A version of this story was posted in December 2004
Our Christmas tree is up, and so is Boston's.
The nearly 50-foot white spruce that graces the city's downtown is, like 30 trees before it, a gift from the people of Halifax, Nova Scotia. It's an annual expression of friendship and thanks for help that Boston provided after the 1917 Halifax Explosion, in which a collision between two ships, one loaded with wartime ammunition, took 2,000 lives, injured 9,000 and left 1,500 homeless.
The delivery of the Boston tree always reminds me of a personal experience with Nova Scotian friendliness. I was in Truro, (above) at the head of Cobequid Bay, a finger of the Bay of Fundy. I'd come to watch the tidal bore, an amazing crush of water that rushes toward Truro twice daily, filling Cobequid with a fast-moving wall of water that literally piles on top of itself. The evening performance, lit by a dramatic fireball sunset, was about to begin.

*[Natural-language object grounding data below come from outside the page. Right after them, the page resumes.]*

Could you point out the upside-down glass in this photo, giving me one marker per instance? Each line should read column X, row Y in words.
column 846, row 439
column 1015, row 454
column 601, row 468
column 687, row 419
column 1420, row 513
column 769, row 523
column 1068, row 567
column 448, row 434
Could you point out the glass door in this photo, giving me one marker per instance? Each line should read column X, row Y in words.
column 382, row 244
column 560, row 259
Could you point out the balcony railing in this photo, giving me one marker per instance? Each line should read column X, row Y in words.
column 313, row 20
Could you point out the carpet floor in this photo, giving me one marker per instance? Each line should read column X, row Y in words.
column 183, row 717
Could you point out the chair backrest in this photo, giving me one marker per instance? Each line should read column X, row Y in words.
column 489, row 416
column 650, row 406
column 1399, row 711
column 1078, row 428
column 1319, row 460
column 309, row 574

I pulled up to a farm that sat at the water's edge. As I began to see water from the distant Bay of Fundy move toward Truro, I realized I'd left my camera at my motel. The woman who owned the farm came outside, and I asked her if I had time to retrieve the camera before the water wall reached us. She considered the liquid shimmer advancing from the horizon and said, "Yes. You have time. But hurry."
I tore up the road and barrelled into the motel parking lot. The owner was waiting at the door, holding it open. "Forgot my camera!" She nodded and smiled.
I got back to the farm just as the water reached the channel neck west of Truro. In a minute or two, the advancing sea would be squeezed into a narrow space, and the aquatechnics would begin. The farmwife stood where I had left her, staring at the bay. "I knew you would make it," she said.
I considered the wonder I was about to behold, then considered the wonder I'd just been part of. I'm convinced that, through the power of welcome and friendship, the farmwife and the motel owner had held back the tidal bore and made it wait for me.